A branch of the group headed south, however, and in the lawless desert regions on the borders of Algeria, Mali, Mauritania and Niger managed to reconstitute itself as a body taking part in smuggling routes and kidnapping foreigners. Far from the Algerian army, they have found success, while the founders of the group languish in their mountain hideout in northern Algeria.

Riccardo Fabiani, the North Africa analyst for the London-based Eurasia Group, cautioned against pronouncing the end of Al-Qaida in the Kabylie region too quickly, since the government keeps a tight lid on all information regarding the battle against the militants.

“There are no reliable statistics on terrorists in Algeria: no one knows anything about how many new recruits there are every year, how many people abandon terrorism within the framework of the national reconciliation program, how many people are actually killed,” he cautioned.

Echoing the opinion of many people in the Kabylie, Fabiani also noted that to some extent it serves the government’s interests to have a constant low-level threat in an area remote from the capital to remind people of the darker days of the civil war.

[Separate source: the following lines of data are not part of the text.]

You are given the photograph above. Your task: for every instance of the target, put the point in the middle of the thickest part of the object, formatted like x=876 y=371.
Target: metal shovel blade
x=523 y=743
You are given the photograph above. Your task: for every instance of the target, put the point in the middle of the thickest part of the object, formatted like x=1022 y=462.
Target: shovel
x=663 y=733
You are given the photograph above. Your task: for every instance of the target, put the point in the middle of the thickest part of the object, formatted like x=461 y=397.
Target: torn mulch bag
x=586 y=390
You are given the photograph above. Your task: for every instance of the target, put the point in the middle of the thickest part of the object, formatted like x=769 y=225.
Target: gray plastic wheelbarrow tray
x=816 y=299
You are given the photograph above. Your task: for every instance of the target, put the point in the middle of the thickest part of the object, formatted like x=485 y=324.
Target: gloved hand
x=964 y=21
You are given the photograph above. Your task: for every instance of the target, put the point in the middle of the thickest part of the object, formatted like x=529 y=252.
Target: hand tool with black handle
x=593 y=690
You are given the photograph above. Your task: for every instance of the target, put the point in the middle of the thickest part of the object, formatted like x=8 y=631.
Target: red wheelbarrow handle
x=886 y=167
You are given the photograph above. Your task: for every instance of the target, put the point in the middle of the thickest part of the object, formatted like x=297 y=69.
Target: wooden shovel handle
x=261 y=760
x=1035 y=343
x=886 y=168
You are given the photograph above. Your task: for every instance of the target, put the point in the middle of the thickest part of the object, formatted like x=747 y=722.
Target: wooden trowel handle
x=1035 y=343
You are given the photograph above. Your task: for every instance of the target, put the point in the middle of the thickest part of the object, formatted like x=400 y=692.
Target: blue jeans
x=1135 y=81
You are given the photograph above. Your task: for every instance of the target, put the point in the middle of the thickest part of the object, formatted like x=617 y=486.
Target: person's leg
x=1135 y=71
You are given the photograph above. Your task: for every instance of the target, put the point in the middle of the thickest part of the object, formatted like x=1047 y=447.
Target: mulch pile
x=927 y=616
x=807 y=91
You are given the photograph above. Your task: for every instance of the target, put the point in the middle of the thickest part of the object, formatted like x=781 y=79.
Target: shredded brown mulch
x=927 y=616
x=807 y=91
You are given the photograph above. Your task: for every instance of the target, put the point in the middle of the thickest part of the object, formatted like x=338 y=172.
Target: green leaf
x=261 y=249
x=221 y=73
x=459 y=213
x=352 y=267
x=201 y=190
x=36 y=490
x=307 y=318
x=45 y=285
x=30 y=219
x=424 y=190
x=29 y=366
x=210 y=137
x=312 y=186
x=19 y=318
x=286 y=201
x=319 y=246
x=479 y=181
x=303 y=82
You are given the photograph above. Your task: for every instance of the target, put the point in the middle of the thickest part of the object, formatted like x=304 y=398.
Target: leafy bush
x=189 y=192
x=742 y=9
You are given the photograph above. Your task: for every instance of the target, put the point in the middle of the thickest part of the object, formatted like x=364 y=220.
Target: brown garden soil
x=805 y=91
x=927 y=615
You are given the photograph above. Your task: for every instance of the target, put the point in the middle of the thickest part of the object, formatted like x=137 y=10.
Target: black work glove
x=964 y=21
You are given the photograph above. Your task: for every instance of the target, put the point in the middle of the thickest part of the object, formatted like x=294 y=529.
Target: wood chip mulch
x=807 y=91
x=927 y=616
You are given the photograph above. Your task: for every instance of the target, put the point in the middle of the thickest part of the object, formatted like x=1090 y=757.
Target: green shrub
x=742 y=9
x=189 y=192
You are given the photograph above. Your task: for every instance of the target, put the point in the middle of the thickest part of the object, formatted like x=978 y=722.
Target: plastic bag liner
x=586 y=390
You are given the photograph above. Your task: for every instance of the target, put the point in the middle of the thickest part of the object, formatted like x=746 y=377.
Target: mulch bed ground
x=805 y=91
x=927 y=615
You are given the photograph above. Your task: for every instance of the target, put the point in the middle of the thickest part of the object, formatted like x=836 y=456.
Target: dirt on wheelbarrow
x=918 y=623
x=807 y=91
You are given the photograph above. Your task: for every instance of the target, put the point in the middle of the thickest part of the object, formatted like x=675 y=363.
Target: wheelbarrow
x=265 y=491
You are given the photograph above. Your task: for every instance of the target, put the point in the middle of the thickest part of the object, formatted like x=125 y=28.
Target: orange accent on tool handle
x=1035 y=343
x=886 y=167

“Terrorism plays an important role in the Algerian political system,” he noted. “This is not to say that the government manipulates terrorism – we don’t know that – but for sure a certain level of fear is instrumental to the current political equilibrium.”

And violence isn’t eradicated yet. On Oct. 18, a group of armed men stopped a bus at a fake checkpoint in the Boumerdes region and checked each passenger’s identity papers until they found two members of the military, whom they dragged out of the bus and shot dead by the side of the road before disappearing back into the bush.

Schemm reported from Rabat, Morocco.